Sozialdezernentin Daniele Grobe sieht für eine städtische Wohnungsvermittlung derzeit keine Kapazitäten in der Verwaltung, will aber nicht ausschließen, dass eine Wohnungsbörse doch noch geschaffen werde. Man nehme aber sehr wohl über die Zentrale Wohnungsfachstelle private Angebote entgegen.
Widersprüchliche Aussagen der Verwaltung sorgten zuletzt für Verwunderung
Jutta Heßeln aus Saarn ist eine der vielen Mülheimerinnen und Mülheimer, die eine Unterkunft für Geflüchtete angeboten haben. Familie Heßeln hatte eine Ferienwohnung frei und will nicht einmal Geld dafür haben. Über die Antwort der Stadtverwaltung von Donnerstag vergangener Woche wunderte sich die Familie denn doch. Darin teilte die Wohnungsfachstelle mit, dass Ukrainer aktuell weder Mietverträge abschließen könnten noch eine Mietkostenübernahme möglich sei.
Sozialdezernentin Grobe korrigierte diese Aussage zwischenzeitlich und verwies nochmals auf ihre Aussagen vom Ende vergangener Woche dazu: Kosten für die Unterkunft würden bis zu den festgelegten Mülheimer Mietobergrenzen vom Sozialstaat übernommen. Hierfür sei es notwendig der Stadt eine ausgefüllte Mietbescheinigung (unter muelheim-ruhr.de unter dem Stichwort „Mietobergrenze“ zu finden) einzureichen. Wenn die Rückantwort vom Amt vorliege, sei auch bedenkenlos ein Mietvertrag abzuschließen.

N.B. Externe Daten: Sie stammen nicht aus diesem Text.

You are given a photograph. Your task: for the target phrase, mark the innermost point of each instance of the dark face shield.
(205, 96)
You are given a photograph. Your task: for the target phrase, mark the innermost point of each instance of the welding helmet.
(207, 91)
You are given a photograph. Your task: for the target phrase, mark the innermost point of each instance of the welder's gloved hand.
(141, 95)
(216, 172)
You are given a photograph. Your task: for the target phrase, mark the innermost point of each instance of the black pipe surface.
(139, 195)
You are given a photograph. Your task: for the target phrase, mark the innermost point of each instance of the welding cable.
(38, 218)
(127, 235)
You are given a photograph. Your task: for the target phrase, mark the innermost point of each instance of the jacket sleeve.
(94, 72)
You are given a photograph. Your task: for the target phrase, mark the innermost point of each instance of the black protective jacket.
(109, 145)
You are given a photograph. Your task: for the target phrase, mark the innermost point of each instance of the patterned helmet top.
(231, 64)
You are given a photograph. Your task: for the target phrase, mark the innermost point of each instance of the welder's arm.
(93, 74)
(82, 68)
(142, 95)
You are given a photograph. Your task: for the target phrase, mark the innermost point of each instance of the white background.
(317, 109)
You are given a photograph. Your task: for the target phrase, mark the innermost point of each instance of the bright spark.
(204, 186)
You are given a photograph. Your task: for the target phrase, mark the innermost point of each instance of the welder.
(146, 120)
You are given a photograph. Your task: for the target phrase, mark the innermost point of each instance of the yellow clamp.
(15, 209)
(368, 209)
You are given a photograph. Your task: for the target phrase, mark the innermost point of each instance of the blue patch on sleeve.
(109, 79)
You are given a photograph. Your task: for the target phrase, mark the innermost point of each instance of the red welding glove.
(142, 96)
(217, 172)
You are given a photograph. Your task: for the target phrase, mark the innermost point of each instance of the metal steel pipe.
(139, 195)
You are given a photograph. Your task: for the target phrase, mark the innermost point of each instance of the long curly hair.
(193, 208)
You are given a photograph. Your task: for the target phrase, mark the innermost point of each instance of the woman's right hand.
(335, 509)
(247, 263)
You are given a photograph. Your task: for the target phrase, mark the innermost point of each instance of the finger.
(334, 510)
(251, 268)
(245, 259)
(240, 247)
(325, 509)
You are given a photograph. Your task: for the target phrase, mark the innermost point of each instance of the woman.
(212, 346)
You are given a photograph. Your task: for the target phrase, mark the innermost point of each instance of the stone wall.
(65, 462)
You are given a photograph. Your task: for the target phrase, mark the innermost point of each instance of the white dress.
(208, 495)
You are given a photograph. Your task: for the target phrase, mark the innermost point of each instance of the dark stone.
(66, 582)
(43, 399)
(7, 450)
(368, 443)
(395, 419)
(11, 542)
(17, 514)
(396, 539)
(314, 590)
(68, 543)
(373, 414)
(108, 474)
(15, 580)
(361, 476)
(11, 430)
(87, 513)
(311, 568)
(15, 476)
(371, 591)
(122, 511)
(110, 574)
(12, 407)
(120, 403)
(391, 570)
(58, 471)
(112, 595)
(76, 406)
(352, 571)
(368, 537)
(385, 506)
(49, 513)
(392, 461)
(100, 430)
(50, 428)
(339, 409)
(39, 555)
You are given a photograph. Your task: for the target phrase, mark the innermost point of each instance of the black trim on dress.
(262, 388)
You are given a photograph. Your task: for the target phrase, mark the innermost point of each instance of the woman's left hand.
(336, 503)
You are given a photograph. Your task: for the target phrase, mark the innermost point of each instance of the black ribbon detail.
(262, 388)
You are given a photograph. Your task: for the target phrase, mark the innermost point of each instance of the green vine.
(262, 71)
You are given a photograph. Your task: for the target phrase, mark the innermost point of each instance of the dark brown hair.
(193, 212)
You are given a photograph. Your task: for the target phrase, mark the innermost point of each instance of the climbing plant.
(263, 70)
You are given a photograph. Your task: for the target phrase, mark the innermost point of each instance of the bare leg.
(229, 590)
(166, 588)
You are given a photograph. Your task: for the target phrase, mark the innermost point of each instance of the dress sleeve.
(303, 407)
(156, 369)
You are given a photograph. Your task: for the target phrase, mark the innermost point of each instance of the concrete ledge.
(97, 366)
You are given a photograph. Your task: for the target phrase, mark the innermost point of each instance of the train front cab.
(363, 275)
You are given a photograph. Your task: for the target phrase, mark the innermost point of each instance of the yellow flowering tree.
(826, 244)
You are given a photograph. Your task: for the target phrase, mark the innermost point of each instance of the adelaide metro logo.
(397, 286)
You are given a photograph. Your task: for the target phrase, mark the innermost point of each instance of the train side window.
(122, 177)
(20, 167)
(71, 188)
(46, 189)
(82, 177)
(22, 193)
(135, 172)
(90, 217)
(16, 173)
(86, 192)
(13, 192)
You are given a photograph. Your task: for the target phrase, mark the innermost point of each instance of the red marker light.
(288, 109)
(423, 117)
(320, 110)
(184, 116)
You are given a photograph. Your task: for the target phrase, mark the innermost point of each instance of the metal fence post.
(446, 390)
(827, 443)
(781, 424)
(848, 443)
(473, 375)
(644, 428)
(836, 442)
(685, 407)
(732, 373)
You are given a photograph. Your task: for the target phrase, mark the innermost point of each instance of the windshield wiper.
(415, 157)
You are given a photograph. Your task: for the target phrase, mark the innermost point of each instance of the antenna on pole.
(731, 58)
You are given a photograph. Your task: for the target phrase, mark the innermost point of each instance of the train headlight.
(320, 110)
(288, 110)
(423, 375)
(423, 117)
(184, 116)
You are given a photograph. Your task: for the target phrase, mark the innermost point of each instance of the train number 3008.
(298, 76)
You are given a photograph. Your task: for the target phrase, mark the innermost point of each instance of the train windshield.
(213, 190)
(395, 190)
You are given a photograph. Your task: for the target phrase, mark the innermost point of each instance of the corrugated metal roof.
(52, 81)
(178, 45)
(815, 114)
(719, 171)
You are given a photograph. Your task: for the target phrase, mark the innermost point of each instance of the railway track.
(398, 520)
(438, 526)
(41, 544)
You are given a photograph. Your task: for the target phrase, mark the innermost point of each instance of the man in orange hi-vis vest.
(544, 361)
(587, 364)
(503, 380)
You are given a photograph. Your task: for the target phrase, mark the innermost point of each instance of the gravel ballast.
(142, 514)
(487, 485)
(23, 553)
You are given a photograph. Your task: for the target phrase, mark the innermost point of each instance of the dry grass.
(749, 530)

Saarner Familie wartete nicht aufs Amt: Sie gab ihre Wohnung an ukrainische Familie
Jutta Heßeln hat diese Klarstellung nicht mehr abgewartet. Sie hat ihre Saarner Ferienwohnung privat vermittelt und an eine ukrainische Mutter mit ihrem Säugling, ihrem zehnjährigen Jungen und der Oma vergeben – „unbefristet, so lange, wie es nötig ist“.